I don't know, that's the cognitive side of it. That's been incredibly profound and interesting, but I think the true profundity can only be seen in the radical emotional shift that pulled the ground out from under my feet. Well, truly, the shift was much more of a phenomenological shift than a cognitive or emotional shift, so it was the implications of the experiential, phenomenological shift that affected my emotional and cognitive cognition (that was an odd construct -- but I digress.)

It was like, before the shift I was trying to inject some impossible amount of happiness into my life to overcome this unbelievably huge emotional blockage, stagnating as crippling depression. What I realized was that I was looking at the problem wrong. The depression wasn't already there -- I had to choose for it to be there before I chose to combat it with happiness -- so I could combat it with happiness.

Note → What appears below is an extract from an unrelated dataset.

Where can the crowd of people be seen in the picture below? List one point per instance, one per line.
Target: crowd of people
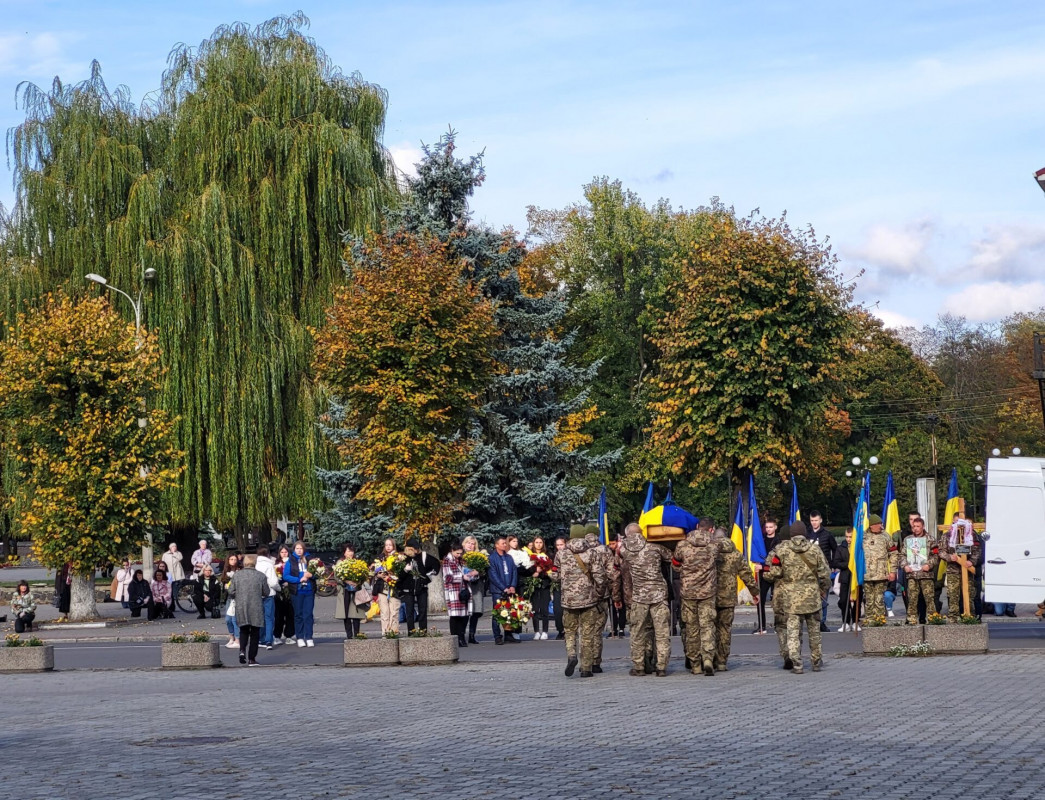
(583, 588)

I realized I was processing everything backwards emotionally. It's very strange. I think has to due with how I learned to handle emotions: particularly those like fear, anger, and sadness. Rather than recognizing these as learned reactions to shifts in consciousness (the "consciousness of," which I have referred to previously) caused by experiences, I have variously processed them as "inescapable consequences of a life that's too hard to live" or "nonexistent" (repress, repress, repress). Turns out, that method of thinking has some pretty shitty consequences, hahaha.

When I turned to my heart, though, it spoke differently. Care comes first. The message was fairly loud, happened around last Sunday (May 12, 2013), and has resonated through my every thought and action since. From here, my anxieties have bloomed into genuine concern for myself and others in the future tense, my anger into the same in present, and sadness the same in the past. These used to be are unnecessary attachments that took up emotional space, sitting there, clouding up clear processing and Samadhi. But now... now they are why I breathe, why my heart beats, why I choose to live this life. Why I choose to care.

I hear this is the sort of shift that comes to a Bodhisattva, but I haven't sat in a week or two. My practice is awful, really -- but I try to stay present.

I don't think I've reached nirvana quite yet, but I can feel a phoenix rising:

My heart swells and crashes like the ocean surf, bringing with it love and rebirth.